Hi, @taiyang-li. I will be glad to review your PR. Could you, please, merge master and resolve conflicts to relaunch the CI system? Thanks in advance!
@taiyang-li, could you explain, please, why we can't use bzip2 library and need our own implementation of bzip2 decompression in SplittableBzip2ReadBuffer.cpp?
@taiyang-li, could you explain, please, why we can't use bzip2 library and need our own implementation of bzip2 decompression in SplittableBzip2ReadBuffer.cpp?
In hadoop, single bzip2 compressed file is splitted into serveral splits, and each task processes one split, which means Hadoop MR could process single bzip2 file in parallel, especially when the file is large. I implemented it in CH, expecting that it brings performance benefits for bzip decompression.

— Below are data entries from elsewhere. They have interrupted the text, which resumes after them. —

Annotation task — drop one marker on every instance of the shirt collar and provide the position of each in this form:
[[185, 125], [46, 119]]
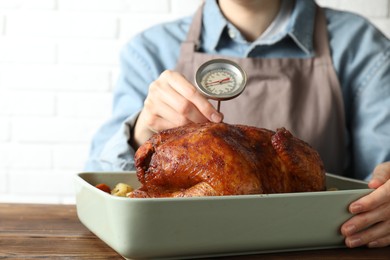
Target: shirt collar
[[300, 27], [214, 24]]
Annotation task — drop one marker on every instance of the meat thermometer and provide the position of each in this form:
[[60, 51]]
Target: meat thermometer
[[220, 79]]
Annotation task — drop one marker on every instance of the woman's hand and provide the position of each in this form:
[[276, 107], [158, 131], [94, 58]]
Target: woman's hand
[[172, 101], [371, 224]]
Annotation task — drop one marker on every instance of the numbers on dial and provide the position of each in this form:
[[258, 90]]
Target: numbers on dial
[[219, 81]]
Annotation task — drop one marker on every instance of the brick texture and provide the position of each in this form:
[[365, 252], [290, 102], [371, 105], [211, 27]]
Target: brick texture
[[58, 65]]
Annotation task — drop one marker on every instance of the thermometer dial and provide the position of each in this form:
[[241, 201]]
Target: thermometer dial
[[220, 79]]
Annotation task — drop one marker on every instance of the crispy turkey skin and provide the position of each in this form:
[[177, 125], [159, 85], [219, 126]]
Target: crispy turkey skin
[[216, 159]]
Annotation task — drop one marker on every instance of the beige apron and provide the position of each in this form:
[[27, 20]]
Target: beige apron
[[302, 95]]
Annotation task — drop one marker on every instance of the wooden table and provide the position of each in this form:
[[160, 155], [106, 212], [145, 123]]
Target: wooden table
[[29, 231]]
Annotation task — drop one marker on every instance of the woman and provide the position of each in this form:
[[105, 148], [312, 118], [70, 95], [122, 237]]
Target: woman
[[322, 74]]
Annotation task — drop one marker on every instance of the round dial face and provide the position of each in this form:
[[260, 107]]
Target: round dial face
[[220, 79]]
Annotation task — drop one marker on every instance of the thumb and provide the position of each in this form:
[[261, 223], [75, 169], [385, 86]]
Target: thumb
[[380, 175]]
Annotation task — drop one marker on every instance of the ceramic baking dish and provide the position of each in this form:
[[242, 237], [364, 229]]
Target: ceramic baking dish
[[214, 226]]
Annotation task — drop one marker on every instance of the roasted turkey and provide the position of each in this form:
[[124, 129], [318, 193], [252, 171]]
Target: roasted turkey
[[216, 159]]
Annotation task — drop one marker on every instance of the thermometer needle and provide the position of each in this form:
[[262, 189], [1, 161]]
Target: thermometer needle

In hadoop, single bzip2 compressed file is splitted into serveral splits, and each task processes one split, which means Hadoop MR could process single bzip2 file in parallel, especially when the file is large. I implemented it in CH, expecting that it brings performance benefits for bzip decompression.
Thank you for your response. I believe that this logic is too complex for our codebase. Could you please list all the reasons why we cannot use the code from bzip2 to solve this task? Perhaps we only need to add a small amount of code to the bzip2 library to resolve this issue?
In hadoop, single bzip2 compressed file is splitted into serveral splits, and each task processes one split, which means Hadoop MR could process single bzip2 file in parallel, especially when the file is large. I implemented it in CH, expecting that it brings performance benefits for bzip decompression.
Thank you for your response. I believe that this logic is too complex for our codebase. Could you please list all the reasons why we cannot use the code from bzip2 to solve this task? Perhaps we only need to add a small amount of code to the bzip2 library to resolve this issue?
I thought about it before, but I found reusing bzip2 lib to implement splittable bzip2 read buffer is probably impossible. bzip2 lib was designed to read the whole file instead of single file split. And it maybe the reason why hadoop implement splittable bzip2 read buffer without original bzip2 lib.
Dear @divanik, this PR hasn't been updated for a while. You will be unassigned. Will you continue working on it? If so, please feel free to reassign yourself.
@alexey-milovidov This PR has been blocked for a long time. Parallel bzip decompressor helps improve the performance when reading bzip2 files. Do you think it is possible to be merged into CH ? If not, I'll close it.